Abstract 3626: Tissue Doppler Imaging is Useful to Detect Subclinical Ventricular Dysfunction in Chronic Obstructive Pulmonary Disease Without Pulmonary Hypertension
Introduction: Right and/or left ventricular heart failure are not uncommon in patients with chronic obstructive pulmonary disease (COPD). However, it is unknown if subclinical cardiac dysfunction exists before the occurrence of pulmonary hypertension.
Hypothesis: Tissue Doppler imaging (TDI) helps to identify the early impairment of ventricular function in COPD.
Methods: 67 stable COPD patients (no acute exacerbation in the past 3 months) without pulmonary hypertension [pulmonary artery systolic pressure (PASP) <35mmHg by Doppler echocardiography] and history of clinical heart failure were compared with 50 normal controls. Using color tissue Doppler imaging (TDI), tricuspid annular motion displacement, peak systolic (Sm) and peak early diastolic (Em) velocity in basal right ventricular (RV) segment as well as the mean values of 6 basal left ventricular (LV) segments were measured.

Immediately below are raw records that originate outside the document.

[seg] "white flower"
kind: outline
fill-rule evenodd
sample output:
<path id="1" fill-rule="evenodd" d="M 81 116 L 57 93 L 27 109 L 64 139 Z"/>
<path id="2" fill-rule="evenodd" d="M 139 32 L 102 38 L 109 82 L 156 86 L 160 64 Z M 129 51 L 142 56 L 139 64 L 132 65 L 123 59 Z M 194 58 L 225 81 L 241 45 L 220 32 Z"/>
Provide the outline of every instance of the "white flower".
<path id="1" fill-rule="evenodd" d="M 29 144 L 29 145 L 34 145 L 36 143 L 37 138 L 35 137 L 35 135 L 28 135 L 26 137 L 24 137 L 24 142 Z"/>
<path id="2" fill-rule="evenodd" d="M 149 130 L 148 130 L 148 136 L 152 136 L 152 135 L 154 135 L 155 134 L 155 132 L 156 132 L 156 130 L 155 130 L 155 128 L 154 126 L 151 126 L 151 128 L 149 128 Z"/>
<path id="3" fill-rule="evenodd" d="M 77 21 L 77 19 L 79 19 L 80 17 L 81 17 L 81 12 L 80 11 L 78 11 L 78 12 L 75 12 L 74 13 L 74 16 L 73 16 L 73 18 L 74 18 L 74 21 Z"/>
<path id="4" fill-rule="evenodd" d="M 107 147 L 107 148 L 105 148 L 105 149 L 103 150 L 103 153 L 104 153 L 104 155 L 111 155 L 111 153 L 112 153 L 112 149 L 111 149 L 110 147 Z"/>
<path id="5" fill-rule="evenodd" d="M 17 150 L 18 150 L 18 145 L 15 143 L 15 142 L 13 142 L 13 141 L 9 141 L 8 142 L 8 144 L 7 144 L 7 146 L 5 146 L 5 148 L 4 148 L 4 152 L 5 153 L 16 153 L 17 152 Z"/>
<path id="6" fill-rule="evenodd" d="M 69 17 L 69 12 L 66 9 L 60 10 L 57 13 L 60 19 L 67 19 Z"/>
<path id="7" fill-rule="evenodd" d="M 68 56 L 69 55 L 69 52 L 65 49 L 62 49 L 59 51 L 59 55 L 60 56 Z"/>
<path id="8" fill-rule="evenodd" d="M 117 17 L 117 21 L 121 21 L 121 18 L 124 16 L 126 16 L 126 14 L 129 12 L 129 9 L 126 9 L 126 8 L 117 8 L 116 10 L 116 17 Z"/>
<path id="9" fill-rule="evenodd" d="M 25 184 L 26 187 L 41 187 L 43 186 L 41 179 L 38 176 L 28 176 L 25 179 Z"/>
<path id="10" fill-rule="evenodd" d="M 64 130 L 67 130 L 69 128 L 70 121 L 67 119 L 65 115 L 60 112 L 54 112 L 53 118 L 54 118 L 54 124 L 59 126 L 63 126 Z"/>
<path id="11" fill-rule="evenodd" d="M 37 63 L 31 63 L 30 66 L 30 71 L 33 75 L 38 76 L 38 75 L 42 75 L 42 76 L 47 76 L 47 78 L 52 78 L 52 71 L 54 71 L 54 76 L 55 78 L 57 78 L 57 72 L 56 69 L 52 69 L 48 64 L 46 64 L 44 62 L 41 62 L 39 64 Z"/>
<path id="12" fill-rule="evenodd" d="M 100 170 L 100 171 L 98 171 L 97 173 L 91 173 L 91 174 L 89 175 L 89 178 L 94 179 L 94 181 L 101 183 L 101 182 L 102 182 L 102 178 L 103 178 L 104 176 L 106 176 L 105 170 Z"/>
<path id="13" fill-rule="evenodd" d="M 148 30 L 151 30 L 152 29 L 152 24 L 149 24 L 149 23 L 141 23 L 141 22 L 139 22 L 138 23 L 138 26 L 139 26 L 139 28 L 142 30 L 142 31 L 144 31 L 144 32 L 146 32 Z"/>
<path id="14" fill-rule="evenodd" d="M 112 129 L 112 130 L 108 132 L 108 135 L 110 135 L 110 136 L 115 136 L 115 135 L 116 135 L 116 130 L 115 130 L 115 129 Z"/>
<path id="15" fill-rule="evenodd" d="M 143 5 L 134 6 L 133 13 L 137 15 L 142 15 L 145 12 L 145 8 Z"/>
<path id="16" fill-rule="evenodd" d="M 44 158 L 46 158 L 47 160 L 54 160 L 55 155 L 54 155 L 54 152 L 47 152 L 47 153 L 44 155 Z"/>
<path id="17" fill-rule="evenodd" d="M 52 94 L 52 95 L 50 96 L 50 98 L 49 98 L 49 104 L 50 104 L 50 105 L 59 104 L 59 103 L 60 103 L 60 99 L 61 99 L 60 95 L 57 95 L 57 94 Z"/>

Results: There was no difference in PASP (19.7±9.7 vs. 18.0±9.5mmHg) and RV ejection fraction (59.1±8.0 vs. 59.6±8.1%) between controls and COPD patients. LV ejection fraction was slightly lower in COPD (68.2±4.5 vs. 63.2±7.3%, p<0.001), which was <50% in only 1 patient. In contrast, TDI showed significant reduction in tricuspid annular motion displacement, Sm and Em velocities in LV and RV basal segments (Table⇓). The extent of decline in Sm (11 to 13%) was smaller than that of Em (34 to 42%). Furthermore, the prevalence of systolic and diastolic dysfunction in COPD patients was 24%, 38% for LV, and 14%, 22% for RV, respectively, when the cutoff values derived from the controls (-2SD from mean) were used.
Conclusions: Early asymptomatic impairment of LV and/or RV function was evident in stable patients with COPD before development of pulmonary hypertension, by the use of TDI.